STUDY CALLED IMPORTANT
The EPA's top official studying human exposure and health effects
of mercury, Kathryn Mahaffey, director of the Division of Exposure
Assessment Coordination and Policy, said the study is important.
"We
knew there are some ethnic groups that tend to eat fish more than
others, including populations of Southeast Asians and Native Americans
that fish in urban areas," Mahaffey said.
"But
we thought there was another group of urban consumers who would
have unusually high mercury exposures because they subsist on fish
and aren't limited by income, and choose a large proportion of their
protein from fish because of taste preference or pursuit of health
benefits.
"Hightower's
study confirms that. This is the first study that has borne it out."
Tiburon
resident Susie Piallat, a longtime patient of Hightower's, had been
complaining for years of a flu-like feeling that she couldn't shake.
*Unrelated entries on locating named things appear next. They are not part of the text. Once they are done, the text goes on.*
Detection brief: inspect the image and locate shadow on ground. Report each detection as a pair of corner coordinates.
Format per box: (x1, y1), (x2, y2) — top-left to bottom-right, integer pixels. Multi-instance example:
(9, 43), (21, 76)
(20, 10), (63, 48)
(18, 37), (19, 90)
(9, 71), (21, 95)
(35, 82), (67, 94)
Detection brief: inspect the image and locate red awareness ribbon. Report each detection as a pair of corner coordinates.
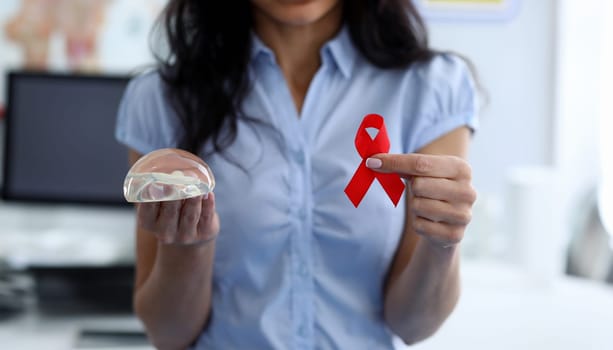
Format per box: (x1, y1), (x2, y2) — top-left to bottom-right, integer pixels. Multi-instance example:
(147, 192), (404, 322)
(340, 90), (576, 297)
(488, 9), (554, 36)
(345, 114), (404, 208)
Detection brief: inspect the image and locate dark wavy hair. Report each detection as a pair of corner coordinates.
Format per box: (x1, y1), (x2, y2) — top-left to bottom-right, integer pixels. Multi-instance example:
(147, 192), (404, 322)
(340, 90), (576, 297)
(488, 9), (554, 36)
(156, 0), (434, 153)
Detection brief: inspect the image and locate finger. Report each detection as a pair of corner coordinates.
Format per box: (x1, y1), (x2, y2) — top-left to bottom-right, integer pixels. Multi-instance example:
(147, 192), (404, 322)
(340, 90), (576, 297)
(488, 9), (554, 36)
(410, 176), (477, 204)
(156, 200), (182, 243)
(366, 153), (471, 179)
(136, 202), (160, 231)
(177, 196), (202, 243)
(411, 197), (472, 226)
(413, 216), (464, 246)
(197, 192), (219, 239)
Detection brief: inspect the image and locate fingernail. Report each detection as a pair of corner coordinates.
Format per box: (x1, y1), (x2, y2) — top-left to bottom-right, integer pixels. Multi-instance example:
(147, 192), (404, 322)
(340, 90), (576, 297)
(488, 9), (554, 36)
(366, 158), (383, 169)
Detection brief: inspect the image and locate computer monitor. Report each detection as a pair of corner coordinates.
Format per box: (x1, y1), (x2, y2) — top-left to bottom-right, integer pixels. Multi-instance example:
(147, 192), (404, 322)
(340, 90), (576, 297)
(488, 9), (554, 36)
(2, 72), (129, 205)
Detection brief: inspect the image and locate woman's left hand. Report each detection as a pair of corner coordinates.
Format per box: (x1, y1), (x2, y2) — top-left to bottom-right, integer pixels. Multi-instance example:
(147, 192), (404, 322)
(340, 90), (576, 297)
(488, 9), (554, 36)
(366, 153), (477, 247)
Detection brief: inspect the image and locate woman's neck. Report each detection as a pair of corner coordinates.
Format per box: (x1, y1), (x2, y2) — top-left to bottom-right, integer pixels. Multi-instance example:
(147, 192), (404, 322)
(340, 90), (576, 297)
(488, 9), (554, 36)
(254, 6), (342, 114)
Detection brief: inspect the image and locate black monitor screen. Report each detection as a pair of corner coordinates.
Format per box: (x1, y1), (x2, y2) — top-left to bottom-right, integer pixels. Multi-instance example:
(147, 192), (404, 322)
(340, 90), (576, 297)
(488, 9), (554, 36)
(3, 72), (128, 204)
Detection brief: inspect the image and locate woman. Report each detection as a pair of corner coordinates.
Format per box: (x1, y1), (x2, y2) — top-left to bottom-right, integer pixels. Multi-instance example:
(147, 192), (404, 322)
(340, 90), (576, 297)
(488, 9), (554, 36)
(117, 0), (476, 349)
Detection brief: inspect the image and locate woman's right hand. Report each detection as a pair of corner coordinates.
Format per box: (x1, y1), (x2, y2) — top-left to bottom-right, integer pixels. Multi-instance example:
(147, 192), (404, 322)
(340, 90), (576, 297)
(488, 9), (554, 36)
(137, 192), (219, 245)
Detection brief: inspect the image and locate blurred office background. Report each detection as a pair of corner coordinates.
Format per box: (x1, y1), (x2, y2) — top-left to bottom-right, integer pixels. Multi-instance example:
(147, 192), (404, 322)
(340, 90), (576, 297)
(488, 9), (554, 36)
(0, 0), (613, 349)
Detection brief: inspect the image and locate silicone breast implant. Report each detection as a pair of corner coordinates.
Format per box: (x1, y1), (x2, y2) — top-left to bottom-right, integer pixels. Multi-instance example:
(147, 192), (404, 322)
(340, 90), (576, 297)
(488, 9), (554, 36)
(123, 148), (215, 203)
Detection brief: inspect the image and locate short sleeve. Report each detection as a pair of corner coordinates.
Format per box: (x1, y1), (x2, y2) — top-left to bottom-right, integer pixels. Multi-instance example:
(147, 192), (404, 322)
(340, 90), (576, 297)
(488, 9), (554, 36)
(115, 72), (178, 154)
(405, 54), (479, 152)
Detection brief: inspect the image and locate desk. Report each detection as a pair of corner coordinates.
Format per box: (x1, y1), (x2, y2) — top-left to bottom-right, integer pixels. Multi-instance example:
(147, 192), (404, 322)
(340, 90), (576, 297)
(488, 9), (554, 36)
(410, 261), (613, 350)
(0, 261), (613, 350)
(0, 311), (154, 350)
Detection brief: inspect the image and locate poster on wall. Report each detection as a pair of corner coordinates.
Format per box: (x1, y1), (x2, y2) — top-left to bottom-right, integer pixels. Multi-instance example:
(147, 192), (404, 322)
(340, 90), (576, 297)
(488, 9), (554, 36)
(413, 0), (521, 22)
(0, 0), (166, 110)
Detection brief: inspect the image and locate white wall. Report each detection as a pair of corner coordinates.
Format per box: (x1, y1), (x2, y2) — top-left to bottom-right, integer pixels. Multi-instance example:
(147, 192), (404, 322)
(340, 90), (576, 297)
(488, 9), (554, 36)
(428, 0), (557, 195)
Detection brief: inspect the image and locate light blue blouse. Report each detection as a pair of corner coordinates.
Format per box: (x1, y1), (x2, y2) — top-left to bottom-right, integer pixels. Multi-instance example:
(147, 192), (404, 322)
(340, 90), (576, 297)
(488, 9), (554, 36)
(116, 28), (477, 349)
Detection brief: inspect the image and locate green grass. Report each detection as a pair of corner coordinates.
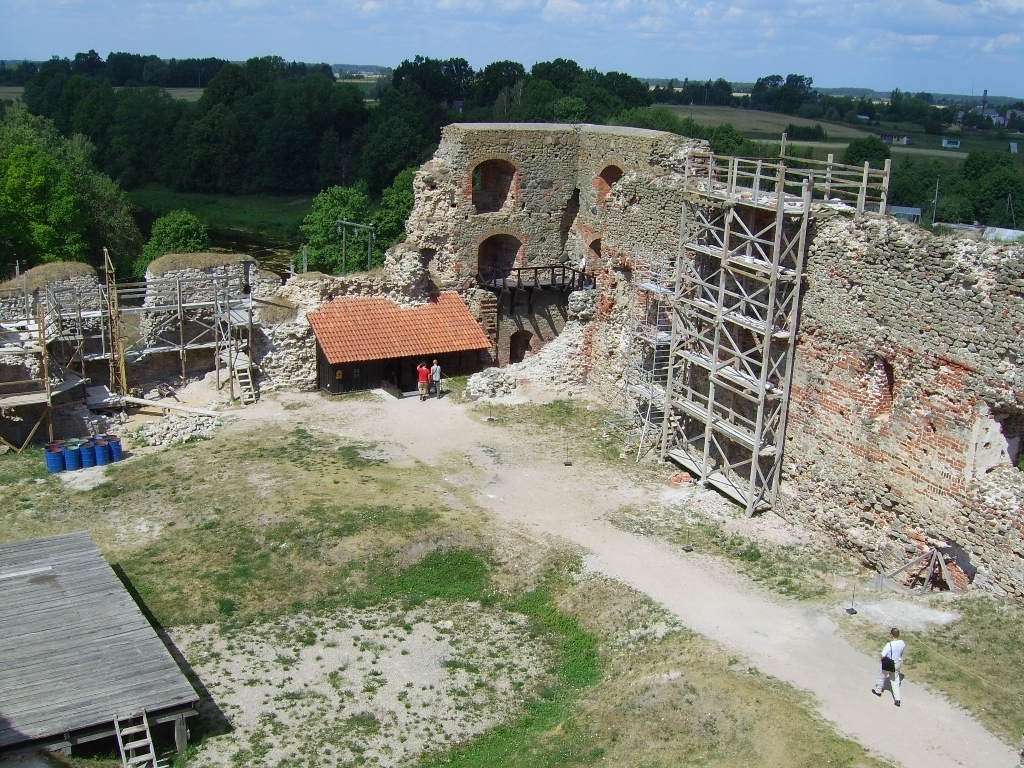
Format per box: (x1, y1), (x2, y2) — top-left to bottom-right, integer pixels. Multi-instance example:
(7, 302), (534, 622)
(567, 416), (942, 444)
(473, 399), (623, 464)
(420, 587), (602, 768)
(128, 185), (312, 242)
(654, 104), (872, 143)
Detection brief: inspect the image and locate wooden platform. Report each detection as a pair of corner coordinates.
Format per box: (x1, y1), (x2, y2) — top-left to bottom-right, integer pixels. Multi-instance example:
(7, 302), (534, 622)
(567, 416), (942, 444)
(0, 531), (199, 752)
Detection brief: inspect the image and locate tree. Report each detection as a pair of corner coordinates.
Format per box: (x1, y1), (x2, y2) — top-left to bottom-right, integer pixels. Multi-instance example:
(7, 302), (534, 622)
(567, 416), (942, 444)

When tested, her mercury level was 76 parts per billion -- more
than 15 times the federal safety number.
"I've
been very health-conscious all my life. I read everything on the
latest medical issues. I'd been eating eight or nine servings a
week of tuna, swordfish, halibut and sea bass, and loading up on
mercury," said Piallat, a former Pan American Airlines sales
manager.
"It
took almost a year for my level to drop. Now I feel so much better,"
said Piallat.
The
FDA advisory already prohibits swordfish, king mackerel, tilefish
and shark for women who are pregnant or might get pregnant, nursing
mothers and young children, and limits other cooked fish to 12 ounces
a week for those groups.
CANNED TUNA PINPOINTED
But four months ago, the FDA's food advisory committee recommended
that the agency find out how much canned tuna contributes to the
mercury levels in women, as well as better assess the risk for children
and put out dietary recommendations based on their size.
Michael
Bolger, FDA toxicologist, said he didn't know what more the agency
could do regarding monitoring and placing advisories on tuna.
"When
we look at canned tuna consumption, people are not eating as much
as some think they are," Bolger said. "Children don't
eat a lot of fish."
Yet,
to get a complete and accurate picture of mercury in fish, the FDA
has begun to gather additional mercury tests on 20 species, including
red snapper, orange roughy, saltwater bass and freshwater trout,
Bolger said.
Hightower
disagrees with the FDA that children don't eat fish. "In our
community, our children are eating fish. You see young children
eating sushi. The federally aided food programs include canned tuna,"
she said.
Hightower
favors updating and expanding mercury testing on commercial fish,
as well as more advisories and labeling where fish is for sale.
"If
people eat a lot of fish, they need to know. Most of us can probably
take in mercury in small amounts" because the body eliminates
it. "But we still don't know" said Hightower.
"It's
a documented poison. Wherever it's seen, it's been a problem."